With this in mind, the DfE has published guidance on a staggered return of students to campus in January/February 2021, with the aim of hopefully avoiding a repeat of a surge in Covid-19 cases that was seen at the start of the 2020/2021 academic year.

It has been suggested that medical students and those on practical courses will be the first to return with others continuing to be taught online until they come back in line with the staggered system. The target is for all students to be on campus by 7 February 2021. There will, of course, be exceptions to the rules. For example, students who do not have other accommodation or study space, or who need to return to campus for health reasons, will be able to apply to return earlier than would otherwise be the case.

Whilst clarity is being sought on how the testing of all students will be managed, delivered and results monitored, the move has been welcomed by the University and College Union. There are, though, still concerns about the ongoing management of risks to staff and students on campus.

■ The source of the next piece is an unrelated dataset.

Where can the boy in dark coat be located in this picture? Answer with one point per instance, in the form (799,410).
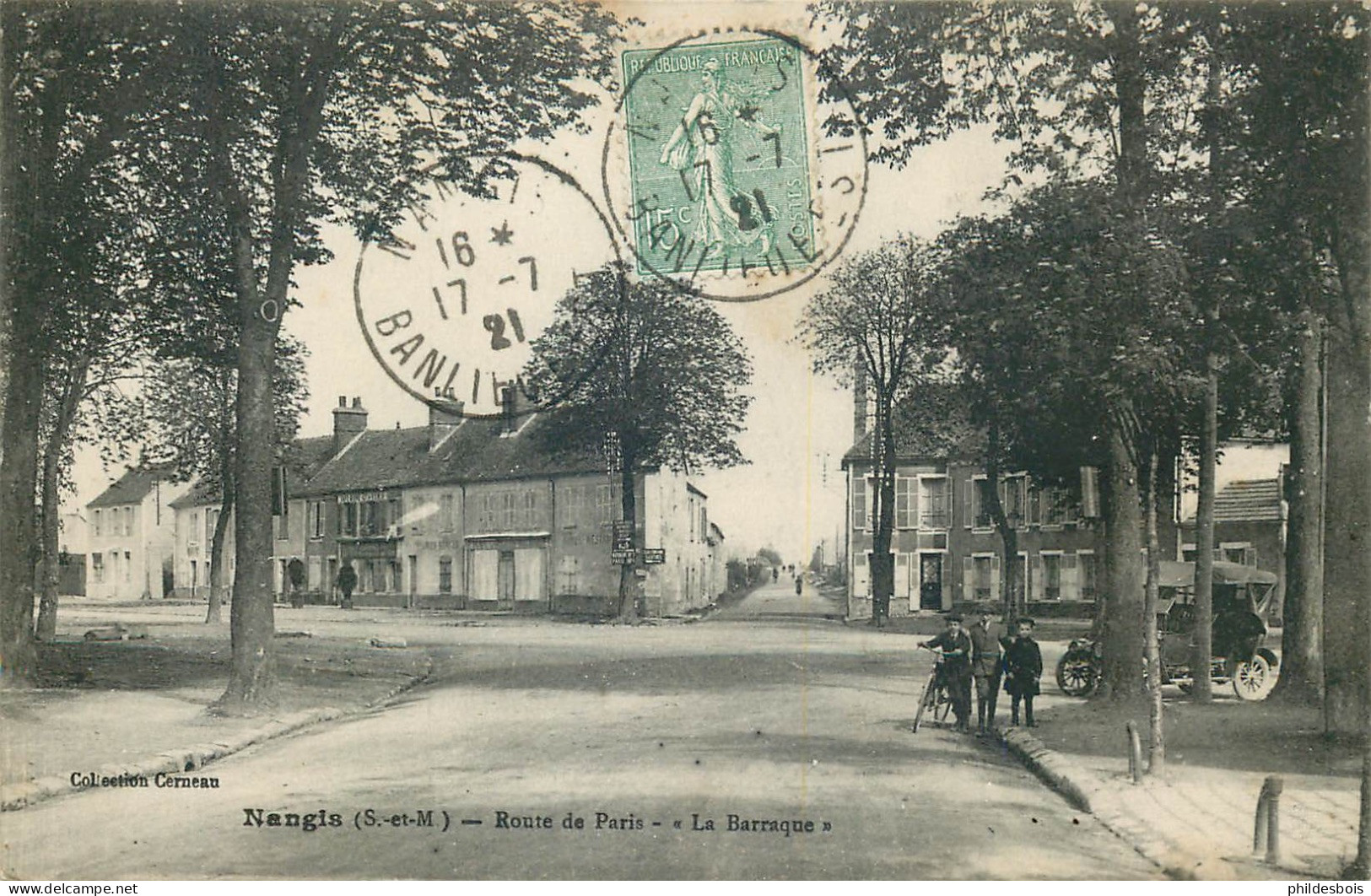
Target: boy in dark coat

When designing their implementation plans, universities will have a long list of considerations. Some of the main work to be undertaken will include:

  • assessing the requirements of courses offered to determine which students should return first;
  • checking student agreements and accommodation contracts for facilities which universities have committed to offer and confirming these can be provided safely. If not, universities may need advice on whether the agreements and contracts can be varied and, if so, how and, crucially, when these variations should be implemented. In varying contracts, universities will need to consider the requirements of consumer law and ensure any action they take does not breach the students’ rights as consumers;
  • reviewing whether accommodation contracts provide sufficient flexibility to allow the students’ rights to occupy accommodation to be suspended due to Covid-19. Those universities who included suspension clauses in their 2020/21 accommodation agreements in anticipation of the effects of Covid-19, may find they have more options available to manage the financial risk of the delayed start than those who did not;
  • considering how to appropriately and proactively deal with students who either remain on campus or return earlier than the institutions intended. Whilst universities will adopt an overall approach, there will always be exceptions which may pose their own logistical challenges;
  • working out what, if any, obligations the university has in relation to students in private rented accommodation who return before their proposed date. The university will have no direct control over this and it is unlikely that private landlords will refund rent for any period of non-occupation, a factor which could inadvertently and indirectly undermine the university’s strategy on the staggered return;
  • organising the testing of all students in a way which ensures the welfare of both students and those administering the tests;
  • accommodating those who have to self-isolate as a result of a positive test or international students required to self-isolate on return to the UK. This should include pastoral support, mental health awareness, COVID-19 advice and guidance, access to daily necessities and making sure students know how to access NHS services;
  • putting in place a robust plan of how the staggered start will be implemented and making sure all students are dealt with in a fair and even-handed manner, including those who decide they do not want to return to campus; and
  • taking a proactive approach to refunds for accommodation and student fees. The OIA reported last week on its outcomes of the first batch of complaints arising from coronavirus-related changes to course provision. Institutions will be encouraged by the overriding conclusion that coronavirus is not, of itself, a reason for a student to receive a fee refund. Nevertheless the outcomes reinforce the need for institutions to consider the impact of changes to course provision on the individual student. This should be done in a way which minimises the impact on learning and ensures students are not disadvantaged academically.

As these uncertain and unprecedented times continue, universities need to start planning for the next term of blended learning and the challenges that a staggered start to the Spring term will bring, ensuring the well-being of staff and students alike.